Latest update : 2017-03-22

President Donald Trump's Supreme Court nominee, Neil Gorsuch, stated repeatedly at his confirmation hearing Tuesday that "no man is above the law," as senators grilled him on his willingness to take on the nation's commander in chief.

The hearing unfolded along partisan lines in the second day of questioning, with Democrats dubious that the silver-haired 49-year-old judge will protect civil liberties and social progress.

If confirmed, Gorsuch -- a federal appeals judge for the past decade -- would fill the seat left vacant by the death of conservative Antonin Scalia, who died in February 2016 in the middle of the presidential election campaign.

Since that time, the court has been operating with eight justices, and Democrats are still bitter over Republicans' refusal to even consider Barack Obama's nominee.

Pressed by Democratic Senator Patrick Leahy whether the president could operate with impunity on matters such as national security, torture or surveillance, Gorsuch each time replied, "Senator, no man is above the law."

"Nobody is above the law in this country, and that includes the president of the United States," he added.

When asked if he was a surrogate for Trump or certain interest groups, Gorsuch responded simply, "No."

Democrats are intent on pushing Gorsuch to expand on his approach to hot-button issues such as abortion, same sex marriage and the right to bear arms.

In keeping with tradition, Gorsuch declined to give his personal views on landmark Supreme Court decisions or speculate on how he would rule in certain hypothetical situations, since that would mar his impartiality for deciding future cases.

'Not what judges do'

Progressives in the United States fear that a woman's right to an abortion as guaranteed by the Supreme Court's 1973 Roe v Wade decision will be at risk if Gorsuch is confirmed, tipping the court's balance toward conservatives.

Gorsuch appeared to bristle when asked by Republican Senator Lindsey Graham whether Trump had asked him to overturn Roe v Wade when the two met in person after his nomination.

He denied that Trump had ever asked him that, then added: "I would have walked out the door. It's not what judges do."

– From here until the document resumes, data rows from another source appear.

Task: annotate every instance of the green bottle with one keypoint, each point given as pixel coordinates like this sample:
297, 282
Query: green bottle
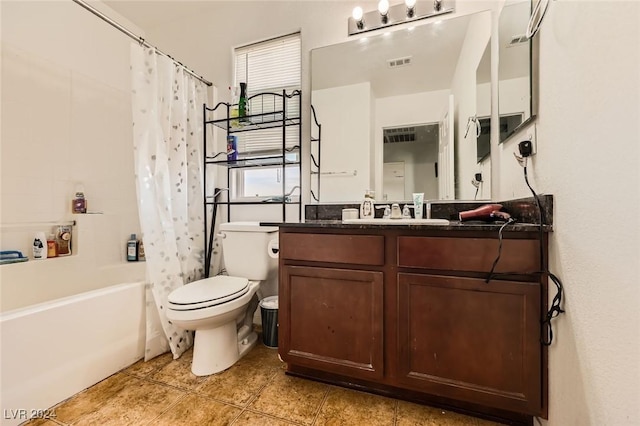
242, 103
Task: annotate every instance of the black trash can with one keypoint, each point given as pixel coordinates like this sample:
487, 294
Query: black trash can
269, 313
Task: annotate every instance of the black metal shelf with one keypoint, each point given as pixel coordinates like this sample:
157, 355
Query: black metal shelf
268, 120
256, 203
257, 161
275, 111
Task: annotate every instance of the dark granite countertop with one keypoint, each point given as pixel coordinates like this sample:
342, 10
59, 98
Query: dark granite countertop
452, 226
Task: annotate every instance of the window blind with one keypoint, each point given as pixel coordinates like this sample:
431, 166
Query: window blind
269, 66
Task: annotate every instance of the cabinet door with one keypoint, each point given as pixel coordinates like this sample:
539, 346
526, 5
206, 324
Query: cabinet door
464, 339
331, 320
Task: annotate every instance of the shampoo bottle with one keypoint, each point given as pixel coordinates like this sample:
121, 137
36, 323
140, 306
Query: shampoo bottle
367, 206
132, 248
40, 246
242, 103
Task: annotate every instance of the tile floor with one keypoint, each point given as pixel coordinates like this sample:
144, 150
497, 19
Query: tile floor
255, 391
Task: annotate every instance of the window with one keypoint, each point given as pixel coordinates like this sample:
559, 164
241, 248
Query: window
269, 66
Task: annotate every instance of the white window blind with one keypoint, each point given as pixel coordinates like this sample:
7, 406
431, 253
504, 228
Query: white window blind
269, 66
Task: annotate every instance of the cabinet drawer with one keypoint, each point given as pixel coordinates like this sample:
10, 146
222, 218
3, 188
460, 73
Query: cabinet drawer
359, 249
468, 254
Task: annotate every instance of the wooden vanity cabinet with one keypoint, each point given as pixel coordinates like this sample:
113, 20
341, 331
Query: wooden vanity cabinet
331, 318
409, 313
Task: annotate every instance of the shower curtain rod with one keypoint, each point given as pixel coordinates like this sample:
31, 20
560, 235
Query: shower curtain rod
139, 39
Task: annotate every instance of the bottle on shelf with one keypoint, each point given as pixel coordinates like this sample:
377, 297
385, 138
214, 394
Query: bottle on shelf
40, 246
242, 103
132, 248
52, 246
79, 204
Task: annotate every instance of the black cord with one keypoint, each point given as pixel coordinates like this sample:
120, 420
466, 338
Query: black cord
546, 337
495, 262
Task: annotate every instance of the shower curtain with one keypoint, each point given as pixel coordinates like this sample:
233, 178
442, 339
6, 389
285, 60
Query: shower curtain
167, 139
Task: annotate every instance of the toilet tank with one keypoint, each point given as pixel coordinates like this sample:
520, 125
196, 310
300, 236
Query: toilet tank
246, 248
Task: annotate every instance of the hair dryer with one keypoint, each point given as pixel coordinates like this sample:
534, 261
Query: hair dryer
487, 212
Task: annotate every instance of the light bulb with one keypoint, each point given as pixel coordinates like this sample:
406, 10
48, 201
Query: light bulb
383, 7
357, 13
411, 4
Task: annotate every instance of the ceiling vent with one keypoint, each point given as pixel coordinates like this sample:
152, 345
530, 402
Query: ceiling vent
399, 134
399, 62
517, 39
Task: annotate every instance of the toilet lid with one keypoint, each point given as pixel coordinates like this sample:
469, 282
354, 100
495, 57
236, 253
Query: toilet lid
208, 292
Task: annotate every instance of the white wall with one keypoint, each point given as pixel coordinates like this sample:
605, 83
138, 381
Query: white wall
417, 108
66, 120
350, 119
588, 156
464, 90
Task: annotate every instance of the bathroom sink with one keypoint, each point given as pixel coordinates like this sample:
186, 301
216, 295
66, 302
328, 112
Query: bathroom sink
395, 221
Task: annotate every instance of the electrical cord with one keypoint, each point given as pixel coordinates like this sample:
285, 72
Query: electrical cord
546, 337
495, 262
537, 15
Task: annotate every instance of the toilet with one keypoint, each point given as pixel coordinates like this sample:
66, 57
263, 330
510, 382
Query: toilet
220, 309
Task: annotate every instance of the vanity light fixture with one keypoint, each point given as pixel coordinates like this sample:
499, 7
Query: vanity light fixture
383, 8
411, 4
357, 15
387, 15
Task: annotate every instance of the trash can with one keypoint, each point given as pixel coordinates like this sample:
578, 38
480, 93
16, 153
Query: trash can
269, 312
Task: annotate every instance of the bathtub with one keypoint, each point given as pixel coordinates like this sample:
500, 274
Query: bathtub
69, 322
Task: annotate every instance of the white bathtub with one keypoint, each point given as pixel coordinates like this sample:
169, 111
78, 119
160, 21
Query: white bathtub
52, 350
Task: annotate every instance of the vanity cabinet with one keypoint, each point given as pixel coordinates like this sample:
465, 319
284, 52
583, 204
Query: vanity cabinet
331, 318
409, 313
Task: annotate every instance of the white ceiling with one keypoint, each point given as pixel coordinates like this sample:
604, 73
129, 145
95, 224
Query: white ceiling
148, 14
434, 49
433, 46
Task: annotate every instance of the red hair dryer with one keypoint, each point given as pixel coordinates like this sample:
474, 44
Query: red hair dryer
488, 212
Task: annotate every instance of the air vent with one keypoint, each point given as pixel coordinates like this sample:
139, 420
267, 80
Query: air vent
399, 62
517, 39
400, 134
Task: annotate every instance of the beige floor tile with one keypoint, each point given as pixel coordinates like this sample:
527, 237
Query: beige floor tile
267, 357
249, 418
93, 398
139, 403
291, 398
41, 422
238, 384
350, 407
198, 410
414, 414
143, 369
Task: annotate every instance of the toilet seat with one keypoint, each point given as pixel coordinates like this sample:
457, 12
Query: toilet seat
207, 293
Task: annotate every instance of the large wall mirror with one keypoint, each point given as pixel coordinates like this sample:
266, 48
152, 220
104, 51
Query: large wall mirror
516, 102
483, 106
389, 107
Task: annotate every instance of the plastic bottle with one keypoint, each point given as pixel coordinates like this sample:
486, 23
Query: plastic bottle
368, 205
242, 103
52, 246
132, 248
141, 256
79, 204
40, 246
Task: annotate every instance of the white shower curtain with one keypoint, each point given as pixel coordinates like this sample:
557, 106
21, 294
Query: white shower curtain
167, 138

A Colorado native with an Ivy League education, Gorsuch -- the youngest nominee for a generation -- is known for a strict interpretation of the Constitution known as originalism, and his defense of so-called traditional family values.

He is known for his ability to write incisive rulings and for his traditionalist views, both of which have fueled comparisons with Scalia.

Trump announced his pick of Gorsuch in late January, just 11 days into his presidency.

Some Democrats are demanding a 60-vote threshold for Gorsuch's confirmation, which they have permission to do under Senate rules.

But other Democrats, especially those from states that voted for Trump, may be unwilling to force the issue and the majority Republicans say they are confident Gorsuch will be confirmed.

The hearings in the Senate Judiciary Committee are expected to continue Wednesday.